Детские голоса наперебой стали выкладывать все разговоры, что слышали дома.
– Мой злой пришёл, шо тот змей!
– А у нас матушка попробовала самогон спрятать, так батя её потом вдоль ограды граблями гонял!
– А мой сказал, ежели так, то на ру́дник уйдёт, как раньше – всё же, копейка падает.
– Тихо, тихо, народ! – капитан был вынужден остудить пыл своей новой агентуры – что-то понять в этом гаме было невозможно. – Вот ты. Как тебя звать-то? – обратился Лузгин к тому мальчонке, что попался ему на пути первым.
– Михась. Протопоповы мы.
– Слышал, что батя рассказывал за ужином?
– А то! Сказал – Вильямс лютовал, всем нашим, кто работает у них, сказал, головы поотрывает, если еще с вами заговорят. И велел дома сидеть до его приказа.
– И ещё сказал, денег не будет у всех, если кого одного на домне увидит сегодня! – вторил своему другу другой паренек.
– Только на похороны разрешил, а с кладбища – домой сразу! – доложил ситуацию третий.
– Ага! Орал дюже сильно! Пальцем в батю моего тыкал, тот аж взбеленился! А потом Вильямс с Нилом сцепились, опять морды друг другу били!

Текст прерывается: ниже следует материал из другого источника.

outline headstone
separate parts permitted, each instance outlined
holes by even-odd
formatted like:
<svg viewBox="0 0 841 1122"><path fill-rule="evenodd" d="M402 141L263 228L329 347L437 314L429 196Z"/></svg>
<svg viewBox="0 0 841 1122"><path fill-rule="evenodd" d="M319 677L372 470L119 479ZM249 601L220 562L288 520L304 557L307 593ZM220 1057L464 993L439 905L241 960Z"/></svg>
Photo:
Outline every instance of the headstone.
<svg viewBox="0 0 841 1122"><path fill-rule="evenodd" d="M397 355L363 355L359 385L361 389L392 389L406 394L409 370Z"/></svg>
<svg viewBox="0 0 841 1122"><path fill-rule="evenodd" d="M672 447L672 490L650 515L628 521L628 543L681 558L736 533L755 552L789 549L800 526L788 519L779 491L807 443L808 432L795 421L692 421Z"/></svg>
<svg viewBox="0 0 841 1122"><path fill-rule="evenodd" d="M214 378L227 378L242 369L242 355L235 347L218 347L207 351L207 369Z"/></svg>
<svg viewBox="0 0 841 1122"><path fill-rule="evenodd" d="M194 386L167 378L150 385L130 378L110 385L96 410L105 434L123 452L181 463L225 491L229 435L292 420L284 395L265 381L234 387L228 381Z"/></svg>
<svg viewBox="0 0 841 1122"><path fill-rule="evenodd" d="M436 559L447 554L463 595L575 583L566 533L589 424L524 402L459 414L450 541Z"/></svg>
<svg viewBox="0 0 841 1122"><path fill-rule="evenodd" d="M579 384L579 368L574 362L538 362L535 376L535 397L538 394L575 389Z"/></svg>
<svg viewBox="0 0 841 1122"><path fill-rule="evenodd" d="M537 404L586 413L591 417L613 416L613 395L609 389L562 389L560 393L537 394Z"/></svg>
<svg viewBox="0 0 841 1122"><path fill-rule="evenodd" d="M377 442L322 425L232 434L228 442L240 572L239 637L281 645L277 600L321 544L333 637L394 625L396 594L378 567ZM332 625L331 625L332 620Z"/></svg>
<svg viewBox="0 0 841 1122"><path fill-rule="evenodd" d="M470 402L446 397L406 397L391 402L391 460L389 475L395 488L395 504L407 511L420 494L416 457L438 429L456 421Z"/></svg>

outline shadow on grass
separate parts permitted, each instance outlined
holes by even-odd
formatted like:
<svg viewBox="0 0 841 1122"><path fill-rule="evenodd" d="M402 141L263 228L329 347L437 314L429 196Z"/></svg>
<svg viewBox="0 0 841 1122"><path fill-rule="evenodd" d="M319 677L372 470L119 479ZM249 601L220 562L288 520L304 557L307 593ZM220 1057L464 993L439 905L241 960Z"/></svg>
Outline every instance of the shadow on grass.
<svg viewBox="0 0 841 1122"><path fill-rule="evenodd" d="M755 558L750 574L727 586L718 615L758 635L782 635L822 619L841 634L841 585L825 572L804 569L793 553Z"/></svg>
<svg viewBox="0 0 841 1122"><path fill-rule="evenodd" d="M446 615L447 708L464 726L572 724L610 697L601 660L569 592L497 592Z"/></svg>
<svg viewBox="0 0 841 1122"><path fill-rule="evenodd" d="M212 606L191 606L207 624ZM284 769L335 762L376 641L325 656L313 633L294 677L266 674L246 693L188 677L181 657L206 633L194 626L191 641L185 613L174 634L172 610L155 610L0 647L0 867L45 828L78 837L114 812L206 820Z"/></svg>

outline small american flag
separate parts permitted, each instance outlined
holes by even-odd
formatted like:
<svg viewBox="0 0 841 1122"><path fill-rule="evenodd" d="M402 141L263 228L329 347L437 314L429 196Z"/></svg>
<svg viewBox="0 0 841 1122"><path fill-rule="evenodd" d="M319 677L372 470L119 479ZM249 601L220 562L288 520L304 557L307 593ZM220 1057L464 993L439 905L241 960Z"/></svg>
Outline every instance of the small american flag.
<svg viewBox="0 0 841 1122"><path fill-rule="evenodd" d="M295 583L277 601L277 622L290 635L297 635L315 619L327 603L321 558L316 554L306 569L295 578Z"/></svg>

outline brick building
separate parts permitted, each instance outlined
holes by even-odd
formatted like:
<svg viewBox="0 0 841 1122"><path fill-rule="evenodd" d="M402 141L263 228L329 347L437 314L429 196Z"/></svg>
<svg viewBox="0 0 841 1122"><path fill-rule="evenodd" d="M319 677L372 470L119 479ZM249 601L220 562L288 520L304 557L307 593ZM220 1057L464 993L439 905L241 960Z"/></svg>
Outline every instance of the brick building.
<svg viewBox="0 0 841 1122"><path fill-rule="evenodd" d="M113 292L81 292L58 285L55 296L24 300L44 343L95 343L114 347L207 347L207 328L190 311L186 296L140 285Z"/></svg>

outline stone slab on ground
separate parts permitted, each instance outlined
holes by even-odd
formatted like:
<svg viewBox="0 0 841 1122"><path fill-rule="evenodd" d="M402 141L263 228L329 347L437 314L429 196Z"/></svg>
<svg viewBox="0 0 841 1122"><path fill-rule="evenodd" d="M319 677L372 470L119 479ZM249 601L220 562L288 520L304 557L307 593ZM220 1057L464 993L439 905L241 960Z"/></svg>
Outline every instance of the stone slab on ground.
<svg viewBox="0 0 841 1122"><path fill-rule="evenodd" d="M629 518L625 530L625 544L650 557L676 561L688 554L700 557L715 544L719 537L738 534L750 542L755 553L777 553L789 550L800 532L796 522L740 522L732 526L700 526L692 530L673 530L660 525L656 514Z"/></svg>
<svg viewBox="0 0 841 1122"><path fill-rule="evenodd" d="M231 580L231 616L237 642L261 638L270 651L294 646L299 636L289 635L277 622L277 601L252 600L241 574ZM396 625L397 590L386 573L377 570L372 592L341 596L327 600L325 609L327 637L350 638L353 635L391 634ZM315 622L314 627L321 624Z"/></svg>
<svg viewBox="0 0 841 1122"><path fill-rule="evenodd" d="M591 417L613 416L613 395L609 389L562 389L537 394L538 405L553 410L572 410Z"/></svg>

– Стоп, стоп! По одному, господа! – Лузгин опять был вынужден остановить этот гомон. – Что за похороны?
Как глава местной босоты, слово взял Михась:
– Звать вас как?
– Леонид Павлович.
– Так вот, Леонид Палыч… – мальчик многозначительно почесал затылок и водрузил свою громадную кепку на место. – Вчера Пашку Крапиву достали из колодца. Совсем мертвого. В двенадцать отпевают, а потом схоронят на холме, как заведено… – Рукой мальчик показал в сторону кладбища.
– А кто такой Пашка Крапива? – спросил капитан.
– Из каталей, дядь. Вы с ним вчера гутарили. С заячьей губой такой.
– Так вроде трезвый Пашка тот был, на заводе нельзя пить, что ж он так-то, как в колодце оказался? – продолжил разговор Лузгин.
– Да не пил он вовсе. Дюже верующий, матушка его, ежели прознала бы – сама в тот колодец скинула. Никитична у нас такая, да… – голос Михася звучал очень серьезно и убедительно. О том, что он говорил чистую правду, свидетельствовали и светлые глаза его соплеменников по посёлку.
– Хорошо. А Вильямс этот? С чего он биться полез?
– А вы не знаете, что-ли? Они с тем Нилом сильно не дружат. Бывает, и до драки доходит. В этот раз Иван Иваныч их разогнал, – Михась продолжал солировать, как самый осведомлённый из местных.
– Это кто такой? – удивлённо спросил капитан. За всё время своего пребывания здесь, ни один Иван Иванович ему не встречался.
– Ну как хто? Управляющий. Его так все зовут. Он сказал, что Джон – это Иван по-нашему, да и нам так сподручней, – мальчик проговорил свою речь таким поучительным тоном, что Лузгин невольно улыбнулся.
– Понял, понял… Так управляющий вчера вечером приехал, да?
– А тут, Леонид Палыч, все удивились, чего это он вообще домой подался, – доверительным тоном сообщил пацаненок. – Он с домны, когда её строили, уходил последним, а тут, как дымить стали – домой поехал. Вы как ушли, он сразу и объявился. Только пришёл – а тут мастера в пыли валяются.